Is it a good practice to append test data to train data?

(Sai Krishna) #1

I am very newbie to ML, and this question is regarding Kaggle competitions.

Is it a good practice to append test set to training set, do the preprocessing/feature engineering and later split rows back to test and training sets? I would like to know what are the pros and cons.

Thanks in advance… :slight_smile:


(Alena Harley) #2

Hi Sai, it’s usually not a good idea to do preprocessing and feature engineering, cons:

  1. If you do feature engineering on a test set you will have no independent set to evaluate how good are the features you have engineered;
  2. If you do data preprocessing on test appended to training set, you have a data leakage situation where again you can’t evaluate your model performance adequately.

No pros as far as I am aware :sweat_smile:

1 Like

(Mukesh Jha) #3

Hey @alenas could you please help me to proceed. This is my first kaggle Dataset that I am working on Housing Prices. It consists of 2 subparts train.csv and test.csv. Now I trained the model using Random Forest that Jereme taught in BlueBook for Bulldozers dataset. The training was fairly easy. Now I need to predict the SalePrice of test.csv which contains all the features except the label(which is quite obvious). So do I need to preprocess in the test.csv dataset as well ? Or just use y=m.predict(df1) considering y will store the values of prediction based on learning that it did with train dataset and df1 is the features in test set.
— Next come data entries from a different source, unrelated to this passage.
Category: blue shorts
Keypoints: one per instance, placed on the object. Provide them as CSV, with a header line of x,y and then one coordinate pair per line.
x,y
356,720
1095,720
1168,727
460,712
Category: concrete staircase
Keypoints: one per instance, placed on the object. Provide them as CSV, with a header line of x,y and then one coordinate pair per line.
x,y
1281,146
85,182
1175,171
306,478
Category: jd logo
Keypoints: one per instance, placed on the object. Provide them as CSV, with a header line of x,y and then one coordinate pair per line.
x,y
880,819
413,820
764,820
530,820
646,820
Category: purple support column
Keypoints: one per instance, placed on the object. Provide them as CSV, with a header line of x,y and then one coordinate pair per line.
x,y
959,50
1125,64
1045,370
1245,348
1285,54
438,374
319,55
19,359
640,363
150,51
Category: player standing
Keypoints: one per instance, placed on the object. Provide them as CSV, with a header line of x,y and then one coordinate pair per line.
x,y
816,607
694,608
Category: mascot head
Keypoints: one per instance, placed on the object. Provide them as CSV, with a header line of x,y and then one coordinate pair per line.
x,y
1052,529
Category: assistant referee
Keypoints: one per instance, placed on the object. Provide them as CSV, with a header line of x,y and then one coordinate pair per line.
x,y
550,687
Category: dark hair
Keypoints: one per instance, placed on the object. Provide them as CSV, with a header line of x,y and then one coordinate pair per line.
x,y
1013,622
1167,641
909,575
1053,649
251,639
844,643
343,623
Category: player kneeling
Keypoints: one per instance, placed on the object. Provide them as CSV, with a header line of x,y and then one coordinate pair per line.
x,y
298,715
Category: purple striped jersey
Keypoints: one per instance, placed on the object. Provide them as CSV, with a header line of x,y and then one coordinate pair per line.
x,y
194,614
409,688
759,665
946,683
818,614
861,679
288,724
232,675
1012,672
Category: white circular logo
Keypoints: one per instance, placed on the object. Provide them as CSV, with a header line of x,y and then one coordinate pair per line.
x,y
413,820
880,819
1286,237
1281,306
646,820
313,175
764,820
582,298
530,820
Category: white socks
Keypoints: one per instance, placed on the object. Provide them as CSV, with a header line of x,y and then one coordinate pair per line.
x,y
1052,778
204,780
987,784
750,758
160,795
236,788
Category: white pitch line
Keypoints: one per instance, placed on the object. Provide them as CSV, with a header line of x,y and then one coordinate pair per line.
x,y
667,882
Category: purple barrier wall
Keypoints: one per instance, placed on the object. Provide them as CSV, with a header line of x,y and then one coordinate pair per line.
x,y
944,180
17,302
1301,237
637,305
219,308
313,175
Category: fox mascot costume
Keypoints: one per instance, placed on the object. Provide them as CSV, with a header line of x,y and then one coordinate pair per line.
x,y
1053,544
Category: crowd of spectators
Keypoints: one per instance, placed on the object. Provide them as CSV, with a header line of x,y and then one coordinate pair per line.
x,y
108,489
I am completely new in this domain, please help.


(Sai Krishna) #4

:smile: it just started to make sense to me… thank you.

can you please suggest any references/links on how to handle a new categorial data under feature with high cardinality, that is present in “test set” but not in “training set”?:confused:


(Sai Krishna) #5

@lunchcook Hi Mukesh, As far as I know, if you have done any basic data preprocessing on training dataset like dropping na columns or imputation, then the same needs to be applied to test dataset.

Any predictive model trained on one set of features in training data set, can not predict outcomes of test dataset with different features.

anyone please correct me if I am wrong.

1 Like

(Mukesh Jha) #6

Yes I got that Thanks. I think this link is also useful. It helped out as well:

How to use proc_df on a test set?

1 Like